AMPA receptors are ionic transmembrane receptors of glutamate, which mediate rapid synaptic transmission in the central nervous system (CNS). Specifically, AMPAR exists in many parts of the brain and is the most common receptor in the nervous system. Meanwhile, phosphorylation of AMPAR can regulate channel localization, conductance, and opening probability. Nonetheless, AMPAR turns on and off rapidly, so it is responsible for most of the rapid excitatory synaptic transmission in the CNS. The permeability of AMPAR to calcium and other cations (such as sodium and potassium) is determined by the GluA2 subunit. Besides, this means that the main ions controlled by AMPAR are sodium and potassium, which distinguish AMPAR from NMDA receptors (other major ionic glutamate receptors in the brain).

Moreover, the subunit composition of AMPAR is also important for the regulation of this receptor. If AMPAR lacks a GluA2 subunit, it can be easily blocked by polyamines in a voltage-dependent manner. Furthermore, AMPAR is both a glutamate receptor and a cation channel. It is essential for plasticity and synaptic transmission in many postsynaptic membranes. Today, we will introduce a potent and selective AMPA receptor antagonist, YM90K.

YM90K is a Selective AMPA Receptor Antagonist with Neuroprotective Actions.

First of all, YM90K is a potent and selective AMPA receptor antagonist with a Ki of 84 nM. Importantly, YM90K is less potent in inhibiting kainate (Ki of 2.2 μM) and NMDA (Ki of 37 μM) receptors. YM90K has neuroprotective actions.
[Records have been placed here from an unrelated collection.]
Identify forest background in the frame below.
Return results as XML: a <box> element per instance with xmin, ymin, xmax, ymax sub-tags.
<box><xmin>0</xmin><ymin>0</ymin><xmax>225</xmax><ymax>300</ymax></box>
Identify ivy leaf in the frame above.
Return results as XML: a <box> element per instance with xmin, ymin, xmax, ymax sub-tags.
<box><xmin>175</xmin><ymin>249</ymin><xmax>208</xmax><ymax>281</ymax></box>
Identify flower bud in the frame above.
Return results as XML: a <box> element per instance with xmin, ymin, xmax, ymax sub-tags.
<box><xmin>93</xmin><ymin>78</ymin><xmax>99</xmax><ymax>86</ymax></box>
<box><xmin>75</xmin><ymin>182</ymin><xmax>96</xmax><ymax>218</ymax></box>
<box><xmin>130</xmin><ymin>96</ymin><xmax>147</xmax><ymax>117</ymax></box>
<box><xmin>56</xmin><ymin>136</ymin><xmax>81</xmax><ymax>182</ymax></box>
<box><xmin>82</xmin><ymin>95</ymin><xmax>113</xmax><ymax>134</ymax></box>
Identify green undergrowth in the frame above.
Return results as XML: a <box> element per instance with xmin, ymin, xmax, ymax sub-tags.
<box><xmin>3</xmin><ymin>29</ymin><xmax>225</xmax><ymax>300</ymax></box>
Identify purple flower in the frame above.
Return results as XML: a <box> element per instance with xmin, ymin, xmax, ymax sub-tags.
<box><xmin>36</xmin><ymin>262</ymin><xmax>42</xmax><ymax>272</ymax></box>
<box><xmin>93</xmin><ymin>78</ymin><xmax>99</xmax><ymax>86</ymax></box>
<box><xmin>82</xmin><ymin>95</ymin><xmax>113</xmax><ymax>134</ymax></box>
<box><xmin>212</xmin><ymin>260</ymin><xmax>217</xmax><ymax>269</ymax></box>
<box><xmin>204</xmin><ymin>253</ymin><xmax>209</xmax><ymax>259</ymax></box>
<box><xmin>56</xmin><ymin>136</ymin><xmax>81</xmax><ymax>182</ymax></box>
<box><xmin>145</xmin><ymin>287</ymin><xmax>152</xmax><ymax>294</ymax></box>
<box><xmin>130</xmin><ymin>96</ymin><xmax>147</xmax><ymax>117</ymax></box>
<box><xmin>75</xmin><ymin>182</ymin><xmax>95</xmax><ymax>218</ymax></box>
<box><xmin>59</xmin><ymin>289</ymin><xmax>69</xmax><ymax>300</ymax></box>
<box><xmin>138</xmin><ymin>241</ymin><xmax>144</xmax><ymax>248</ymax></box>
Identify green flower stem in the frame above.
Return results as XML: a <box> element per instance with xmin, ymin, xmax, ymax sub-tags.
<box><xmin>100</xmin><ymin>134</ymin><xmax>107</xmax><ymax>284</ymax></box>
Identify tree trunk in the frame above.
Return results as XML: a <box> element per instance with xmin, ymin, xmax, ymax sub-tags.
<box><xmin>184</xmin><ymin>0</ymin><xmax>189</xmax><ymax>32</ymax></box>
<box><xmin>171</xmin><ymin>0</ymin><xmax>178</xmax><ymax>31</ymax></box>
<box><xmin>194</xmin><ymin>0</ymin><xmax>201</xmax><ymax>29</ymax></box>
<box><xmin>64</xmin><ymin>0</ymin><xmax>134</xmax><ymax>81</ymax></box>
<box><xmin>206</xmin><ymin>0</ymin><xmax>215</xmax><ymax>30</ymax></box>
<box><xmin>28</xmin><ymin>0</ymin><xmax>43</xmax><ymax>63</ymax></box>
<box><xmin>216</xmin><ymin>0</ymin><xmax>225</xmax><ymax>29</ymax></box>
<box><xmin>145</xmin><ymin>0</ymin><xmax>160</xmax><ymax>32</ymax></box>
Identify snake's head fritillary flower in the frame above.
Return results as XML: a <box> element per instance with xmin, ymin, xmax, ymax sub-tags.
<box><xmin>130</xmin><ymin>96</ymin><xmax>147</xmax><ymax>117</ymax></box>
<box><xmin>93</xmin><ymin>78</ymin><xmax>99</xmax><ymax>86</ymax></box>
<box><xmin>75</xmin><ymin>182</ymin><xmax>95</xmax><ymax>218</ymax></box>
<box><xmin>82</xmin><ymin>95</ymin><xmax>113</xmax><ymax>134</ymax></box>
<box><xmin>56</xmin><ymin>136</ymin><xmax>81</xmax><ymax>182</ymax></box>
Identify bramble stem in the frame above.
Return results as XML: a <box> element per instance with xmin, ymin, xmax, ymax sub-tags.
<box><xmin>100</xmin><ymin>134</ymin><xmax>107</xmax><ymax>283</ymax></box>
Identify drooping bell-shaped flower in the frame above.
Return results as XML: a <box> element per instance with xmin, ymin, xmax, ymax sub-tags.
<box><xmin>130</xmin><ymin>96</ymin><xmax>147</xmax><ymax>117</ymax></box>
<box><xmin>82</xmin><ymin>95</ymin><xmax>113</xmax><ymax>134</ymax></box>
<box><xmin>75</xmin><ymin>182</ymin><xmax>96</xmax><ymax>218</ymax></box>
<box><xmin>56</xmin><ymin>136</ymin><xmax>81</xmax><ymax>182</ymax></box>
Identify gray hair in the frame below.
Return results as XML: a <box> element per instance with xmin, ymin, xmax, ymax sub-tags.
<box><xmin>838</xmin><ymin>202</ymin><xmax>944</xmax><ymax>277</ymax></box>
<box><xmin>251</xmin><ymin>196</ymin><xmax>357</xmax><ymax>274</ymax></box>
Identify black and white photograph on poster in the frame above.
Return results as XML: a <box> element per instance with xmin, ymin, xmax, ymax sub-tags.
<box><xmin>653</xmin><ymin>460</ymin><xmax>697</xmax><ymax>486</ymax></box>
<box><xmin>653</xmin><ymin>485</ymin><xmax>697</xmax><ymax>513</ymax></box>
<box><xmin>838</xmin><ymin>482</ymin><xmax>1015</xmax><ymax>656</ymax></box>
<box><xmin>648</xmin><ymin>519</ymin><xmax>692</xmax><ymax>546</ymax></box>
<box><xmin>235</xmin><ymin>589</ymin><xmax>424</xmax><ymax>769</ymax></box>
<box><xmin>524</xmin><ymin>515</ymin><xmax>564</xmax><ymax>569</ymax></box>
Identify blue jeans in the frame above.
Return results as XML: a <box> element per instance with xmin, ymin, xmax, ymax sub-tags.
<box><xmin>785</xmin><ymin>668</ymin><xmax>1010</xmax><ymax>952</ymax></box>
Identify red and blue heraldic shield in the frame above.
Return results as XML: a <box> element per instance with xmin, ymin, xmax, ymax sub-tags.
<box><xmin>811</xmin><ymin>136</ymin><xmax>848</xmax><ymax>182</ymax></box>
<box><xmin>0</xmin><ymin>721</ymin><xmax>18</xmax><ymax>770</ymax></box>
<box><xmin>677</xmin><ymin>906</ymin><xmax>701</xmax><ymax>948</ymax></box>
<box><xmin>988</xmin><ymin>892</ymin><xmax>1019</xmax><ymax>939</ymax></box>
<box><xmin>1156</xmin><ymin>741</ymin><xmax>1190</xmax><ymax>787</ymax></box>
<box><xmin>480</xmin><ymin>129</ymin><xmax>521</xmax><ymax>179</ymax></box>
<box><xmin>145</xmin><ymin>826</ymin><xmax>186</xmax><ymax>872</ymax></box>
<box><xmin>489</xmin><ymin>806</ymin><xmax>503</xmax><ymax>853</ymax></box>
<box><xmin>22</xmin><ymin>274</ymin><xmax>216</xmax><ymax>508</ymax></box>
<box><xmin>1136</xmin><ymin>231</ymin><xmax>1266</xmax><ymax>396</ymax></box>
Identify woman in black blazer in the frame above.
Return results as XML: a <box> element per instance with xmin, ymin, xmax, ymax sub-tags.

In the second place, YM90K (30 nmol) co-injected with AMPA or kainate into the rat striatum protects cholinergic neurons against AMPA- or kainate-induced neurotoxicity. Particularly, YM90K shows potent suppressive activity against audiogenic seizure in DBA/2 mice. ED50 values of YM90K against tonic seizure is 2.54 mg/kg by i.p.. Obviously, the duration of the anticonvulsant effects of YM90K is 30 min. In a global ischemia model, YM90K with 15 mg/kg by i.p. significantly prevents the delayed neuronal death in the hippocampal CA1 region in Mongolian gerbils when administered 1 h after 5-min ischemia. Additionally, The therapeutic time window for the neuroprotective effect of YM90K (30 mg/kg; i.p.) is 6 h. In a focal ischemia model, YM90K reduces the volume of ischemic damage in the cerebral cortex in F344 rats.

All in all, YM90K is a selective AMPA receptor antagonist with neuroprotective actions.


M Shimizu-Sasamata, et al. J Pharmacol Exp Ther. 1996 Jan;276(1):84-92.